The plaintiff claims, in effect, that an ordinary consumer would expect <explain plaintiff’s position>. In order to decide this issue of the expectations of a reasonable consumer, you should consider <discuss the way the defect is claimed to have caused the injury>. If you find that an ordinary consumer would expect <the plaintiff's position> and that the product did not meet the expectations that the ordinary consumer would have in this regard, then the plaintiff has proven the existence of a product defect. If an ordinary consumer would not expect <the plaintiff's position>, then the plaintiff has not proved that the design or feature at issue constituted a product defect.

A product seller, under Connecticut law, is not in the position of guaranteeing that no one will ever be injured while using its product, and a product seller is not liable for injuries simply because those injuries occurred during the use of its product.

Absence of Substantial Change

The plaintiff must also prove that the feature or condition that is claimed to be a defect, or to make the product defective, existed at the time that the product left the defendant, that the product was expected to reach the user without substantial change in condition as to the feature claimed to be a defect, and that the product in fact reached the ultimate user without substantial modification.

<Select one of the following, depending on the allegations:>

Proximate Cause
In addition to proving the other elements, the plaintiff must also show that the defect proximately caused the injury or loss.

<Insert appropriate instructions on proximate cause; see Proximate Cause, Instruction 3.1-3 and Proximate Cause - Substantial Factor, Instruction 3.1-4.>

Authority

General Statutes §§ 52-572m, 52-572p; Wagner v.
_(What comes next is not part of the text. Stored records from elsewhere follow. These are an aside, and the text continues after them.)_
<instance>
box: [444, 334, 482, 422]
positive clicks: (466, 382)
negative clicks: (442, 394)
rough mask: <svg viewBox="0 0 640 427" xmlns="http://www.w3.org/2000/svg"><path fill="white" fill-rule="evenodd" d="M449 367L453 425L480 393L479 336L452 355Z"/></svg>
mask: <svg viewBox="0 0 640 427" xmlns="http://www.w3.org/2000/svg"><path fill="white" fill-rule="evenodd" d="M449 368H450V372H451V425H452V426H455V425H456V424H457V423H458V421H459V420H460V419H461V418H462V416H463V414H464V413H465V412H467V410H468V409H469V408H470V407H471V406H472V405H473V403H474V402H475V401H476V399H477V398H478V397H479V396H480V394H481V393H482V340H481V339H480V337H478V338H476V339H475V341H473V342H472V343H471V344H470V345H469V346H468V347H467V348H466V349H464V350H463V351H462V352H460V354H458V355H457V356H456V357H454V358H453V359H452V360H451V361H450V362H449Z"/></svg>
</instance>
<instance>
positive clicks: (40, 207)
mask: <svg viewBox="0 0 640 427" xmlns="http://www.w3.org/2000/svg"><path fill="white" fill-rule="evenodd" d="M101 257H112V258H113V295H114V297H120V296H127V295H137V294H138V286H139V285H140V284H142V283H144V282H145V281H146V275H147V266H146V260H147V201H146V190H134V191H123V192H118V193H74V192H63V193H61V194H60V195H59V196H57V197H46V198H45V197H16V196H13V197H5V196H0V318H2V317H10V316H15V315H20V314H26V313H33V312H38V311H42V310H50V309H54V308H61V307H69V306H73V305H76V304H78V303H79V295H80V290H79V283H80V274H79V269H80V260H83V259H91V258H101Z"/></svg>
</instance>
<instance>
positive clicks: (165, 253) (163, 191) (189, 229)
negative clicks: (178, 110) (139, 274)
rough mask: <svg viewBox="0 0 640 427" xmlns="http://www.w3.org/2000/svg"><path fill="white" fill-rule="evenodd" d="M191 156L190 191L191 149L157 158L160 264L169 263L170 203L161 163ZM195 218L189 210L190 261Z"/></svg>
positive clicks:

Clark Equipment Co., 243 Conn. 168 (1997); Potter v. Chicago Pneumatic Tool Co., 241 Conn. 199 (1997).

Notes

In cases involving a claimed defect of a product about which the ordinary consumer would not have a basis for having any expectations, this charge, which incorporates the ordinary consumer expectation test, may not be appropriate. In Potter v. Chicago Pneumatic Tool Co., 241 Conn. 199 (1997), the Supreme Court explained that “instructions based on the ordinary consumer expectation test would not be appropriate when, as a matter of law, there is insufficient evidence to support a jury verdict under that test. . . . In such circumstances, the jury should be instructed solely on the modified consumer expectation test . . . .” (Citation omitted.) Id., 222-23. The court explained that “the jury should engage in the risk-utility balancing required by our modified consumer expectation test when the particular facts do not reasonably permit the inference that the product did not meet the safety expectations of the ordinary consumer.” Id., 222. “[U]nder this modified formulation, the consumer expectation test would establish the product's risks and utility, and the inquiry would then be whether a reasonable consumer would consider the product design unreasonably dangerous.” Id., 220-21. “[T]he relevant factors that a jury may consider [under the modified consumer expectation test] include, but are not limited to, the usefulness of the product, the likelihood and severity of the danger posed by the design, the feasibility of an alternative design, the financial cost of an improved design, the ability to reduce the product's danger without impairing its usefulness or making it too expensive, and the feasibility of spreading the loss by increasing the product's price.” (Emphasis in original.) Id., 221.

The court further explained that “it is the function of the trial court to determine whether an instruction based on the ordinary consumer expectation test or the modified consumer expectation test, or both, is appropriate in light of the evidence presented. In making this determination, the trial court must ascertain whether, under each test, there is sufficient evidence as a matter of law to warrant the respective instruction.” Id., 223.

It is hard to envision a court giving both instructions.